Athens, 1 October 2021
The Technical University of Darmstadt (Germany) and the National and Kapodistrian University of Athens (Greece), in collaboration with the European Urban Research Association (EURA) and the Standing Group on Local Government and Politics of the European Consortium for Political Research (ECPR), successfully organized the PhD Training Summer School on ‘Local government in motion – Local innovation in changing contexts’, an initiative of Professor Dr. Hubert Heinelt (Darmstadt University of Technology), member of the Board of Directors of the International Centre for Black Sea Studies (ICBSS). The ICBSS is the media sponsor of the event.

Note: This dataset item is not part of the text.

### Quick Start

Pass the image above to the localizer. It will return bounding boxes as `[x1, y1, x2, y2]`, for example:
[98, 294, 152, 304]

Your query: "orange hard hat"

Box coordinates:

The PhD Training Summer School was organised in the context of the Research Project on “Conditions for Institutional and Cultural Innovations in cities” (CICI), and it was held as a physical event for the period from September 13th to September 15th 2021, in Chania (Crete - Greece), at the Center of Mediterranean Architecture (KAM) - the former Arsenali Veneziani, in continuation to the successful summer school organisations of the previous years, as a result of the German-Greek bilateral research and innovation cooperation.
The 2021 Summer School aimed at doctoral and advanced students in master's programmes who wished to answer the question of why innovation has been achieved in certain cities (and not in others).
In the context of the summer school, innovations were defined in a broad sense - namely as "new ideas that work", and were seen as something that is perceived by locals (as well as by external observers) as novelties and improvements at the same time. The concept of innovation was therefore not limited to technical changes and attention was also given to local policy innovations. Besides, the notion of innovation was contextualised in that it is based on the understanding of local actors. To this point, participants had to look at local innovations either from an academic disciplinary perspective (political science, sociology, geography, history, planning) or follow an interdisciplinary approach.
Special emphasis was given to 8 key notes, as the 2021 summer school was a mixture of these key notes given by established scholars and presentations by the doctoral and advanced MA students about the design and (preliminary) results of their own research.
In this framework, the summer school planned the 8 following key notes:
-Prof. Dr. Hubert Heinelt: How to explain that innovations have been achieved in certain cities – and not in others? Initial epistemological reflections
-Prof. Dr. Georgios Terizakis: Interpretations of local possibilities and limits for action as key to innovations
-Prof. Dr. Filipe Teles: Urban innovation, networks and institutional adaptation – an overview of global trends
-Prof. Dr. Nicolaos Hlepas: There is no guarantee for continuous local innovation processes – the cases of Athens and Thessaloniki
-Prof. Dr. Chunrong Zheng: Innovations in urban and community governance in China: Cases and Reflections
-Prof. Dr. Björn Egner: Empirical methods to explain differences in innovations – the case of local housing policy in Germany
-Prof. Dr. Bas Denters: Innovations in local government: understanding the dynamics. The strengths and weaknesses of quantitative comparative approaches
-Prof. Dr. Sybille Münch: Empirical methods to understand differences in innovations – reflections from an interpretive perspective.
Course directors of the 2021 edition were Prof. Nikos Hlepas and Prof. Björn Egner.
Twelve participating students (Wirginia Aksztejn, Saroj Aryal, Martina Balazova, Marie DeCock, Elizaveta Gjurova, Maria Karamanoli, Eleni Krikona, Katarzyna Lakoma, Gil Pradeau, Magdalena Potz, Justyna Ślawska, Tomás Vellani), represented universities from several European countries (Belgium, France, Germany, Greece, Poland, Slovakia, and the UK) and presented the design and (preliminary) results of their own research projects during the individual sessions of the school programme.
This was one of the long-lasting series of summer courses for PhD students interested in local government and politics issues, by giving the opportunity to develop a further understanding of comparative local government studies and to discuss PhD-related research with an experienced international faculty of different disciplines.
This summer school series provides an excellent opportunity to build, deepen or widen networks with scholars working on similar topics in the field.